Strada di ponente. Non mi piaceva giocare da solo perchè ero da solo in casa. Così il mio teatro era la strada davanti. Passava Giannitto in bici ed era così magro che si vedevano le ossa. La sua bici era come la mia, i suoi occhi avevano sempre un contorno rosso e qualche pezzetto di muco giallo.
Si andava per i prati nei sentieri in mezzo all'erba. Ma nei quartieri vicini c'era un'altra banda di ragazzini e dovevamo stare attenti. Ci sbarravano la strada in tre o quattro e cominciavano a prendere le ruote a pedate finchè non si faceva la lotta o si scappava. Il capo si chiamava Santo ma era il più cattivo di tutti. Pasqualino invece era grasso e non mi faceva paura.
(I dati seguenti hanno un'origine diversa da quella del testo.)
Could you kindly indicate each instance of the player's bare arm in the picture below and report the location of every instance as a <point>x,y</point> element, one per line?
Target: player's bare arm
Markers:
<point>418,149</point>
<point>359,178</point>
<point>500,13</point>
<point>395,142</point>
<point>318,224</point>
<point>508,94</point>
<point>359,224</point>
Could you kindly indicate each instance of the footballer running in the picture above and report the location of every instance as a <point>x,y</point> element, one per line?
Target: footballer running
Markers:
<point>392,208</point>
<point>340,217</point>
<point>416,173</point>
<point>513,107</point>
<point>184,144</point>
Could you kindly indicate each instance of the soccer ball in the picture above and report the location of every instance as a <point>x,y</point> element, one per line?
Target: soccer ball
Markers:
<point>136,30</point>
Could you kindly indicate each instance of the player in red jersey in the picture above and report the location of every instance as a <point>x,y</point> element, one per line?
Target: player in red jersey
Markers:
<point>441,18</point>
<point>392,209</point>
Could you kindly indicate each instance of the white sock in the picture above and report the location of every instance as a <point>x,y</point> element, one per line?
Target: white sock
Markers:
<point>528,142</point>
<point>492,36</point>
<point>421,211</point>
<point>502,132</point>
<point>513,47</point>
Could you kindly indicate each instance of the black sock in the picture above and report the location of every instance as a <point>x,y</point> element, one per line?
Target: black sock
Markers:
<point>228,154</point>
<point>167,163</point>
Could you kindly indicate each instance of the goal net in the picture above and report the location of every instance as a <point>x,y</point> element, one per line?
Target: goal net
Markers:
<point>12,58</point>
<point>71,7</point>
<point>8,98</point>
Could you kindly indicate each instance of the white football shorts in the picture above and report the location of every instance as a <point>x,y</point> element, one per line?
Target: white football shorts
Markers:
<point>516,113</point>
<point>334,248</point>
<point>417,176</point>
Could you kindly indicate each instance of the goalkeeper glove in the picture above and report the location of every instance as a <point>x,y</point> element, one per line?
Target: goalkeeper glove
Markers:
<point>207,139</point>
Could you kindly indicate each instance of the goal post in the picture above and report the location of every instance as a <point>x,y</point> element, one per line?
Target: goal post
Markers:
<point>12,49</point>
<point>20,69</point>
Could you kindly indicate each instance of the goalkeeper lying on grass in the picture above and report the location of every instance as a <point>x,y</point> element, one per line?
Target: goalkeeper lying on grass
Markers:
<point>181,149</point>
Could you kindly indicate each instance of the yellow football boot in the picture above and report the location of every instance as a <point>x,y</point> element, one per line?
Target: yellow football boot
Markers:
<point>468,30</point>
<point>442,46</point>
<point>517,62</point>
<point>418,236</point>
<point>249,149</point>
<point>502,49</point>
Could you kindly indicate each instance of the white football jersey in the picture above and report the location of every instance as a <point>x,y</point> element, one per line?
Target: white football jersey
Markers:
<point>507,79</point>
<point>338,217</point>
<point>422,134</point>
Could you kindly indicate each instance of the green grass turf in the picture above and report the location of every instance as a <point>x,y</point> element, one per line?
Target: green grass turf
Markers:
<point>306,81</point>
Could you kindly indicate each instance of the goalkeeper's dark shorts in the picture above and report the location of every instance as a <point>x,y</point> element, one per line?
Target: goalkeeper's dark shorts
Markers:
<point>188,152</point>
Giannitto mi veniva a cercare sempre, la sua strada era meglio della mia per sparare con le pistole a caps. Una volta d'estate si giocava a nascondino e siamo finiti dentro una betoniera. Vincevo sempre a qualsiasi gioco si giocasse. Il cugino di Gianni si chiamava Turi e portava sempre il fazzoletto bianco piegato in tasca, anche quando si giocava a pallone nel campo grande di terra battuta.
Le partite a pallone cominciavano nel pomeriggio alle tre e finivano dopo il tramonto. Il signor Chisari, impiegato all'anagrafe, non passava più con la sua 600 smeraldina da raffinato, perchè diceva che il nugolo di ragazzi dietro al pallone era come la linea Maginot, il confine tra il quartiere S.Antonio e tutto il resto. Tiravo dei palloni ad effetto per centrare l'angolo all'incrocio dei pali. Qualche volta i vetri della signora Angelina sono andati in frantumi. Così mia madre nascondeva il pallone con la complicità delle sorelle Anna e Pippa che tessevano coperte di Cantù. Prima o poi il pallone lo ritrovavo sempre o in soffitta, il tetto morto, o in giro dentro un qualche cestone di vimini.